One such groundbreaking solution is DeepSpeed Zero, a component of the DeepSpeed library, which aims to democratize AI by enabling the training of large models on available hardware without compromising speed or requiring significant resources. This guide will delve into what DeepSpeed Zero is, its benefits, and how it works.
Keep in mind there are tons of different configurations you can creat with DeepSpeed, and covering them all would probably take a few tutorials, so we'll aim to cover the core configuration details that will give you the most benefit in terms of GPU memory reductions!

Table of Contents
Introduction Table of ContentsUnderstanding DeepSpeed ZeroSingle GPU Tactics CPU OffloadingGradient Checkpointing Low Precision Data Types Memory Efficient Optimizers Multi-GPU Tactics Stage 1: Sharding Optimizer StatesStage 2: Partitioning GradientsStage 3: Partitioning Model ParametersTraining with HuggingFace and DeepSpeed Full Speed Ahead Related Articles
Understanding DeepSpeed Zero
DeepSpeed Zero is part of the broader DeepSpeed library, an open-source deep learning optimization library designed to reduce computational demands and improve training efficiency. Developed by Microsoft, DeepSpeed offers a suite of features that tackle various challenges in training large-scale models. Among these, Zero Redundancy Optimizer (ZeRO) stands out for its unique approach to optimizing memory usage and scaling training to unprecedented model sizes.

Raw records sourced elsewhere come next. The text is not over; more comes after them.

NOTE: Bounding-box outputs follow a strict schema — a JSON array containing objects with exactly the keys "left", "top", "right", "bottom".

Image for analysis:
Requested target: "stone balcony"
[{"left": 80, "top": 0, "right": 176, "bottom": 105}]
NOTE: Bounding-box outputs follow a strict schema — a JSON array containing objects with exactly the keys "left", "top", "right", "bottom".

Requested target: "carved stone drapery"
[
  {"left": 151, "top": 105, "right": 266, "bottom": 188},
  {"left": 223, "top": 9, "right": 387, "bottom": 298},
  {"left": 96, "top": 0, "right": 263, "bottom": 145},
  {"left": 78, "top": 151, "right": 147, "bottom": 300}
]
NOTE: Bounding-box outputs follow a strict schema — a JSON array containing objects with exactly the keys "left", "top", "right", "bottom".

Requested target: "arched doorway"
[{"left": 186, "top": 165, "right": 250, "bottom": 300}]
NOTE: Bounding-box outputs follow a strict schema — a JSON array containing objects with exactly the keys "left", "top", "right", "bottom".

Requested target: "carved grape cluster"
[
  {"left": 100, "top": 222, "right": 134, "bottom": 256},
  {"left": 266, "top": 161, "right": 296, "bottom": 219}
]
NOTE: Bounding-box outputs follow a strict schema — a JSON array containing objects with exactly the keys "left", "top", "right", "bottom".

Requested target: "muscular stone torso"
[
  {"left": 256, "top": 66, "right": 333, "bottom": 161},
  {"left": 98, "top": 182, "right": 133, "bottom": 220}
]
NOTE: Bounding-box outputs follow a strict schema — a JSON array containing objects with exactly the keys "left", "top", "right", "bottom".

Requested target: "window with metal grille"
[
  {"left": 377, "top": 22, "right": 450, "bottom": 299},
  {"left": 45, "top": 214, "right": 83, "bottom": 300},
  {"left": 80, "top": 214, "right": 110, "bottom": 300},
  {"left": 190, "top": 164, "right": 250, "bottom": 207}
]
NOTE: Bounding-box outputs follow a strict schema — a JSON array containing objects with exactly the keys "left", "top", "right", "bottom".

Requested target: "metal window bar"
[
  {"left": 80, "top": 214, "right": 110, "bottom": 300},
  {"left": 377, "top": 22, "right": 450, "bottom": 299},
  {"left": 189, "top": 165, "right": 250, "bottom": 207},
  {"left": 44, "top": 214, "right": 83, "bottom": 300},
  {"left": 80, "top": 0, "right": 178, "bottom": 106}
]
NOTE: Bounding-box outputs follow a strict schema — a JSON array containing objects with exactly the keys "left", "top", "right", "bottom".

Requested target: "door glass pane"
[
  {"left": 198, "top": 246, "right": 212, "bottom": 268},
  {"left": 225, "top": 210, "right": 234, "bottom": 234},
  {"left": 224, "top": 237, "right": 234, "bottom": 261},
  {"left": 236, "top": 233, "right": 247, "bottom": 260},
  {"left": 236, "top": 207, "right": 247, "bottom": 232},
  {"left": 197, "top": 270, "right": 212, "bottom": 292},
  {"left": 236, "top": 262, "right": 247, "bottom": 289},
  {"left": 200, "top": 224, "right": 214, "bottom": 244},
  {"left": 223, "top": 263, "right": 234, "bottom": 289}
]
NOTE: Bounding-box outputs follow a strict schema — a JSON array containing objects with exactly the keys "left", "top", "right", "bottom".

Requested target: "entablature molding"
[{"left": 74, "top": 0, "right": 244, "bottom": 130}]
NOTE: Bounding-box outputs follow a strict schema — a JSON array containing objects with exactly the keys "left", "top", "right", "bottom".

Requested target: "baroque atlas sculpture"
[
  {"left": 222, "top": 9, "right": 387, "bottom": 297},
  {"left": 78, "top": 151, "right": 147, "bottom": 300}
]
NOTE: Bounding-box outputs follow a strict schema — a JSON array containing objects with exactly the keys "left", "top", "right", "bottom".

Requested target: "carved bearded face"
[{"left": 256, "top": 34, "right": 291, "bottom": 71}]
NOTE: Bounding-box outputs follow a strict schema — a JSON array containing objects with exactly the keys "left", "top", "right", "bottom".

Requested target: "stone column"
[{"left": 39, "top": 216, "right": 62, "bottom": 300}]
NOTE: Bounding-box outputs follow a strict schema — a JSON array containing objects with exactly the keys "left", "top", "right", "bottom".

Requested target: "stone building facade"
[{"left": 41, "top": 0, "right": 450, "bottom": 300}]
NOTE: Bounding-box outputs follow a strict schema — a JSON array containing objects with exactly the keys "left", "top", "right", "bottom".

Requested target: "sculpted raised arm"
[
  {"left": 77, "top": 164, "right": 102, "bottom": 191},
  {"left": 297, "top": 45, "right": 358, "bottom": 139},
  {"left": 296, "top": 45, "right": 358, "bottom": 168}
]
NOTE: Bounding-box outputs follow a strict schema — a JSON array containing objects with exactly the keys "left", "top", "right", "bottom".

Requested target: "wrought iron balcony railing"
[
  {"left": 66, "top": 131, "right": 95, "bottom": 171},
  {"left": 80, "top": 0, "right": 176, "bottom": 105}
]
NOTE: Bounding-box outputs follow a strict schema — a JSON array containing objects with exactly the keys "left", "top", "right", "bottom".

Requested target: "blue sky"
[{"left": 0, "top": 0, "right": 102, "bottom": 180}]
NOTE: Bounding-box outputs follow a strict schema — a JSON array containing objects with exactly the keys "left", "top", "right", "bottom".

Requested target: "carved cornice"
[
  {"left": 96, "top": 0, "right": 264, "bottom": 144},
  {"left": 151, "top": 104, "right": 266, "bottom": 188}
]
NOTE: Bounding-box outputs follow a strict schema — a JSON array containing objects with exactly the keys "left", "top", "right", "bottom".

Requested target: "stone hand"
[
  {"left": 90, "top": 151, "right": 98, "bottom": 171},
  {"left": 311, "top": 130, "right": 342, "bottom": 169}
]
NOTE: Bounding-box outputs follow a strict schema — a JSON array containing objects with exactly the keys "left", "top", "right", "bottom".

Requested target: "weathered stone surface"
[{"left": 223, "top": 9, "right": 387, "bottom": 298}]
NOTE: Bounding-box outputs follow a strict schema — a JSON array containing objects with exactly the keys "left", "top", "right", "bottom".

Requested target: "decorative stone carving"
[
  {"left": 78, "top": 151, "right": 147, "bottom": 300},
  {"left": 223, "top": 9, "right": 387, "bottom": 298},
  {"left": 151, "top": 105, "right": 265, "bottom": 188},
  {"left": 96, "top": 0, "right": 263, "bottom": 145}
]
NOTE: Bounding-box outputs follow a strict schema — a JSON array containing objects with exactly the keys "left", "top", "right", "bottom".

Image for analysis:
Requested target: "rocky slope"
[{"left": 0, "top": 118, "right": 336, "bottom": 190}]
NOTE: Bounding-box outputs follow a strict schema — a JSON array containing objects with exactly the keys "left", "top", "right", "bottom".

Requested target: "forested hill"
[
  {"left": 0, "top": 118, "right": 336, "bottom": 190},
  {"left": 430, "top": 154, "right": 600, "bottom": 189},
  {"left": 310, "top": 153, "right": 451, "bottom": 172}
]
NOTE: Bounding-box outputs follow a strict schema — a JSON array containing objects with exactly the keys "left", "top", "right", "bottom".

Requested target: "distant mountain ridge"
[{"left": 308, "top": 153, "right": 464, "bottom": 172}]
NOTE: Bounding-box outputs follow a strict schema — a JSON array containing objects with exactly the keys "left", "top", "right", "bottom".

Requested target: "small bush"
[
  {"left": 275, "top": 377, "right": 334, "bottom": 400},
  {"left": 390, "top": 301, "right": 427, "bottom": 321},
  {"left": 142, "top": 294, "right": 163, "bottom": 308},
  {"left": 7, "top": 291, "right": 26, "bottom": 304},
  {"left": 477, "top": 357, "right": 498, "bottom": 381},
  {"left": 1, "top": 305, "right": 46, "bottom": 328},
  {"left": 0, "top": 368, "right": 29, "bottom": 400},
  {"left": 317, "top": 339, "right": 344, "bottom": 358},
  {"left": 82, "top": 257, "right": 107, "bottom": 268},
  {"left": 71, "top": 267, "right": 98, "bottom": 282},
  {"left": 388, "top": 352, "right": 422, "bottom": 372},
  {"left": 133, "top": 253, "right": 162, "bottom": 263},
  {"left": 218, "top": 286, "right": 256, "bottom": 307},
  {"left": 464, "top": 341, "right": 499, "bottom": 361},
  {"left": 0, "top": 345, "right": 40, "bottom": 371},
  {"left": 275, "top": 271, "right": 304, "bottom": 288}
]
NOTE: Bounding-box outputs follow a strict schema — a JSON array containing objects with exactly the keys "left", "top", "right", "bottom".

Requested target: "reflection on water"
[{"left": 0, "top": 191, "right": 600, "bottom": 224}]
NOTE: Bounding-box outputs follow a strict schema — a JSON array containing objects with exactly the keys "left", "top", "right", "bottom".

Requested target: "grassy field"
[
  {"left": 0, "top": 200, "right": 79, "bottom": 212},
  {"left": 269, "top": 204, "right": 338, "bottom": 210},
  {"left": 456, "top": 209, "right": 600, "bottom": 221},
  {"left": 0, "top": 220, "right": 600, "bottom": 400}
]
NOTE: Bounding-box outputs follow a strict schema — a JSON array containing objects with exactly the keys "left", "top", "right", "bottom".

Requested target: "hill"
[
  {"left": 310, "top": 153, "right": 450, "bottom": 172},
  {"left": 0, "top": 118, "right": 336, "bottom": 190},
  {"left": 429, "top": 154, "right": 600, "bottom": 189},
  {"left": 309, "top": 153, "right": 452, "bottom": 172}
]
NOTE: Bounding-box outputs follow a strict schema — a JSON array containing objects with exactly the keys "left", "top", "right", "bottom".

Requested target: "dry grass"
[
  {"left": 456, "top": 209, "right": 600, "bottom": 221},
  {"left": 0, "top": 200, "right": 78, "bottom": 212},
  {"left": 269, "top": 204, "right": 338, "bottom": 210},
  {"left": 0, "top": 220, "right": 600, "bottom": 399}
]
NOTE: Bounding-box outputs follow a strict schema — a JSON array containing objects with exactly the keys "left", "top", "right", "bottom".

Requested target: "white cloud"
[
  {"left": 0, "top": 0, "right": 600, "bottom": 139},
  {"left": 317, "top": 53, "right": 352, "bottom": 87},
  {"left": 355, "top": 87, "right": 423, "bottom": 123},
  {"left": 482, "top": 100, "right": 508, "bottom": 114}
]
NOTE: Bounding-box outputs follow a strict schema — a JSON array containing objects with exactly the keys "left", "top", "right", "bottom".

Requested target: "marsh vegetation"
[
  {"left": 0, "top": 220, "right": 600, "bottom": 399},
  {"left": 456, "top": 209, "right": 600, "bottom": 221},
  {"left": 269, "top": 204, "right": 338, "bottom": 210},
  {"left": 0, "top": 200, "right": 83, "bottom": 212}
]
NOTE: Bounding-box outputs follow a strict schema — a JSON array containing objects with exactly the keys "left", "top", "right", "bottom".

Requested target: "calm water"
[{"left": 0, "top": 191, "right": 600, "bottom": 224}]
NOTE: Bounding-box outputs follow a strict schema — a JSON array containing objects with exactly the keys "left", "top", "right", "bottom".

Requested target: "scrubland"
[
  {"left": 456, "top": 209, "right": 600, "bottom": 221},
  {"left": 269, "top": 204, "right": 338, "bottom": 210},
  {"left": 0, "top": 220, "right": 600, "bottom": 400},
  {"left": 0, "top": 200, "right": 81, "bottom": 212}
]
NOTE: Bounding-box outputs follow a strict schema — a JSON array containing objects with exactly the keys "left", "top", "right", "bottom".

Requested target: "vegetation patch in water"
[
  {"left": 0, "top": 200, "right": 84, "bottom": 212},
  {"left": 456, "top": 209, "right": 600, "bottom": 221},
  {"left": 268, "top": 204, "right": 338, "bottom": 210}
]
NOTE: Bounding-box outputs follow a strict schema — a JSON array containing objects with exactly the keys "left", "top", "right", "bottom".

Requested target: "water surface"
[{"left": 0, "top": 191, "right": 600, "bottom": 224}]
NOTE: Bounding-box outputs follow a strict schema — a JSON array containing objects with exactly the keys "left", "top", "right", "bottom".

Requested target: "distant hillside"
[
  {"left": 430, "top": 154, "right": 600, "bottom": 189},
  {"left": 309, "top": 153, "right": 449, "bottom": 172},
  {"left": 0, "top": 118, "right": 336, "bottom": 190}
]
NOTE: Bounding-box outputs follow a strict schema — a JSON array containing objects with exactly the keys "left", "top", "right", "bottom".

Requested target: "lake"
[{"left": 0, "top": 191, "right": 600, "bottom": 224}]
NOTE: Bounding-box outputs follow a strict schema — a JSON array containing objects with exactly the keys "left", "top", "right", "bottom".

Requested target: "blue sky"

As models grow, the memory required for their parameters, gradients, and optimizer states can exceed the capacity of available GPUs, hindering the ability to train larger models efficiently. ZeRO is designed to address the limitations of traditional data-parallelism and model-parallelism techniques in distributed training. ZeRO tackles this problem by partitioning model states across the available devices, significantly reducing the memory footprint per device and enabling the training of models that were previously unattainable.
Traditional data parallelism (DP), while efficient in compute and communication, suffers from poor memory efficiency due to the replication of the entire model across all processes, leading to redundant memory consumption. Model Parallelism (MP), on the other hand, partitions models for better memory efficiency but at the cost of compute and communication efficiency, often resulting in fine-grained computation and expensive communication that hampers scalability.
Both approaches statically maintain all model states throughout the training, which is inefficient since not all states are needed at all times. To address these issues, Microsoft has created ZeRO-DP (Zero Redundancy Optimizer for Data Parallelism). It combines the best of both worlds by partitioning model states across processes like MP for memory efficiency, while still retaining the computational granularity and communication efficiency of DP. This is achieved through a dynamic communication schedule, effectively removing redundant memory consumption without sacrificing the advantages of DP.
Single GPU Tactics
Although many of DeepSpeed's features were designed for use in a multi-GPU setting, there are also ways to utilize the library with only a single GPU. Below, I'll first go over a few tactics that can be employed in the single GPU setting.
CPU Offloading
One tactic of interest for the single GPU setting is CPU offloading. This approach allows for offloading network parameters and optimizer states to CPU RAM, thus reducing the VRAM memory requirements on the GPU. This is particularly useful for managing large models on systems with limited GPU memory, enabling more complex computations without upgrading hardware. However, it's important to note that you will need to have an ample amount of CPU ram, so keep this in mind when using CPU offloading.
Gradient Checkpointing
Separately, another effective strategy for single GPU setups is activation checkpointing, also known as gradient checkpointing. This technique reduces VRAM requirements by saving only a subset of intermediate activations during the forward pass and recomputing the rest during the backward pass.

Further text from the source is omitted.